A day later, I read Ayya Khema's words and felt as if an arrow had found its target.

Sometimes I can feel myself turning slightly away from the practice, just a little shiver away, so that my patience wears thin at the knees, my equanimity is tottering, and metta just seems like a quaint sweet afterthought.

I may as well by growing the horns of the Ram I sometimes become!

I feel it as one might feel a pebble in ones sock; not exactly painful, but certainly bothersome--the only way to get rid of it is to sit down, take the shoe off, take the sock off, turn it inside out, shake it out, turn it right side out, slip it carefully over the foot, replace the shoe, lace it up and then walk, and walk and walk.....how does it feel?

Other times I am the vessel without a bottom, and no matter what goes in, it simply passes through, never even touching the sides of the pot!
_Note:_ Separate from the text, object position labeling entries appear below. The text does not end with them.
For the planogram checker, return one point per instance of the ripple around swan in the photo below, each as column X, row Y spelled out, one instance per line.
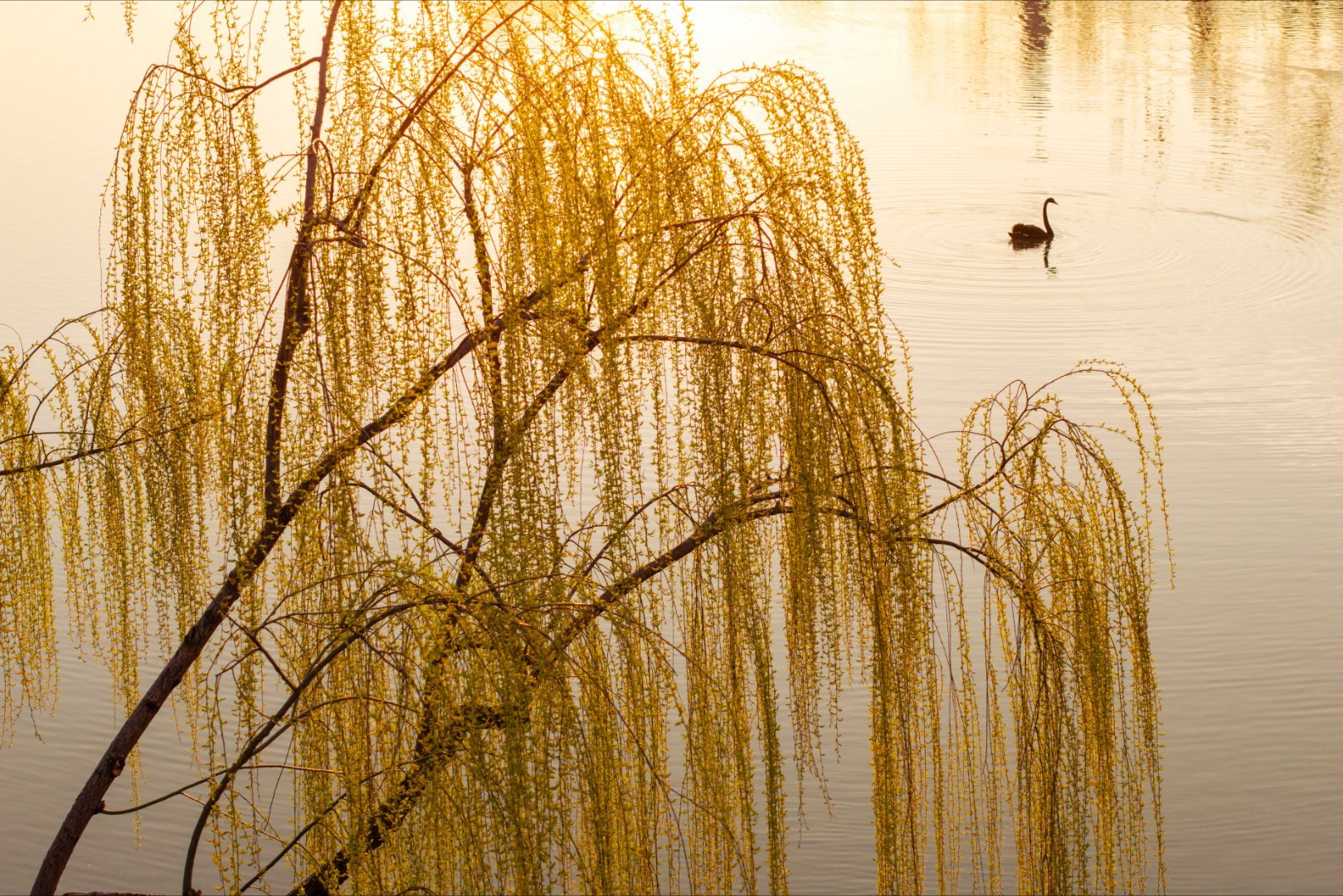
column 1126, row 256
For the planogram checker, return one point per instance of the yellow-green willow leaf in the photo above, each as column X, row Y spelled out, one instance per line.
column 533, row 422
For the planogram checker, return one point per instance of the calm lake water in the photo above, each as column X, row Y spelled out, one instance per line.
column 1195, row 151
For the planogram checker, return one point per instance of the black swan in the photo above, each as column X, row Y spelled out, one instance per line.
column 1032, row 236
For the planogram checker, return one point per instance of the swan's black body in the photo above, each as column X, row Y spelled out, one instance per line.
column 1032, row 236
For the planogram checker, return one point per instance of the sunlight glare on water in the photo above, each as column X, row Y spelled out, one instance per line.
column 1195, row 151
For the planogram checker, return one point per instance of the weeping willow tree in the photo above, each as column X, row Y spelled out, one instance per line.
column 521, row 466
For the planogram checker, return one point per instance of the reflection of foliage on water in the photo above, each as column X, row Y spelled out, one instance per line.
column 577, row 379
Those are the moments when I am utterly devoid of a shred of mindfulness.
I throw the bath towel into the full bathtub, and hang the face cloth on the towel rack.
I put the milk in the cupboard and the Cheerios in the refrigerator.
I know what Sensei has taught me about Buddha Nature one night, then forget all the following evening when discussing the one common thread of all Buddhist practitioners....hmmmm, well the Triple Gem, sure, and the 3 Marks of Existence....and I think there might be something else, if I could only remember.

I sit meditation because I am Buddha, but I only "know" this in split seconds of residing in the Golden World of interbeing, of emptiness, a split second and it's gone.

Meanwhile, I fear that I am more of the cracked vessel type--whatever I have gained is slowly being leached through the many cracks of my delusion. And then I wonder, do I cling to this raft too strenuously, are my attachments so lively and my delusions so endless and clever that I have simply substituted one form for another?

Bodhidharma described Zen as:
"A special transmission outside the scriptures,
Not founded upon words or letters;
By pointing directly to one's mind
It lets one see into one's own true nature and thus attain Buddhahood."

What is there then for me to be attached to, what is there to crave or strive for, where is the form?

Thus the best vessel is not cracked, has no holes, and is as empty as form.

Recognizing that I am sometimes each manifestation of the Buddha's vessel, I can do nothing more than observe the condition with loving kindness for the Ego Self who still struggles to find the Way, who still stamps a foot in frustration and lowers the horns to ram everything out of the way. With ahimsa, the desire not to harm myself, or any other, with that old unborn Buddha Nature, I vow to attain the Way!